As encouraging as his homer totals is the fact his strikeout rate has nosedived this season, to 23.8%, down from his career mark of 28.0%. Additionally, his 28 bombs lead all National League players, and his weighted on base average (wOBA) of .389 and weighted runs created (wRC+) of 140 are both tied for 11th.

So it's an interesting time for Stanton's name to be surfacing in trade rumors, but surface they have.

Fox Sports' Ken Rosenthal and The Boston Globe's Nick Cafardo both reported that the Marlins could be looking to move him to cut payroll, and ridding themselves of the $295 million he's owed through 2027 (he will be 37 by the time this deal runs out) would certainly fit that bill. It's ironic Stanton had such an outstanding power game against the Phils, as they are the team most closely linked to acquiring the still-young slugger.

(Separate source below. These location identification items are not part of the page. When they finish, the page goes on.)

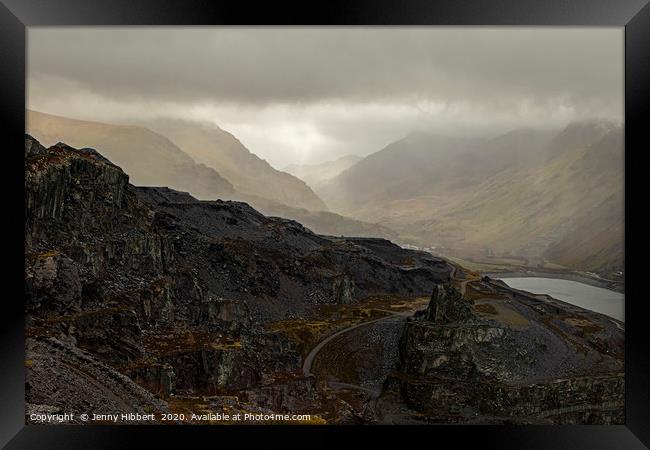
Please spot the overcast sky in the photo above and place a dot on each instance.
(307, 95)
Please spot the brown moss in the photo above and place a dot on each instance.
(486, 308)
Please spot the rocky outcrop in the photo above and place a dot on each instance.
(463, 363)
(173, 292)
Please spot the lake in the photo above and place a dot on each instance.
(589, 297)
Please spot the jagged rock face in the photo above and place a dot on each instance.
(447, 305)
(456, 365)
(174, 292)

Finding a taker for Stanton's contract will be tricky, but the Phillies have only one player signed past next year (Odubel Herrera) and have the payroll flexibility to add anyone they want. The Phillies reportedly also would want Christian Yelich in any deal that involved Stanton, too.

Acquiring Stanton would not be without some risk. He has managed to play more than 125 games in just two of his first seven MLB seasons. Staying on the field has been a big problem. And bear in mind that Stanton has a full no-trade clause, and would have to waive it before any deal could go through.

But the great thing about Stanton is that he is platoon-split proof. He has a wRC+ of 150 against left-handed pitching and 137 against righties, and his wRC+ of 148 at home is only slightly better than the 133 he's put up on the road this season. His power can play anywhere, but especially in Philadelphia, which boasts an accommodating park for tater mashers.

A deal involving Stanton is unlikely to happen over the next couple of weeks, given the size of the contract and the complexities involved in moving a trade that large. And with the sale of the franchise still up in the air, it's unclear whether the team wants to move Stanton as part of completing the sale, or whether the new owners would want to have a superstar like him in the fold, and would have to get permission first.

Nevertheless, as long as he's healthy, Stanton is still the best pure power hitter in the National League, as he showed once again on Monday night against Philadelphia.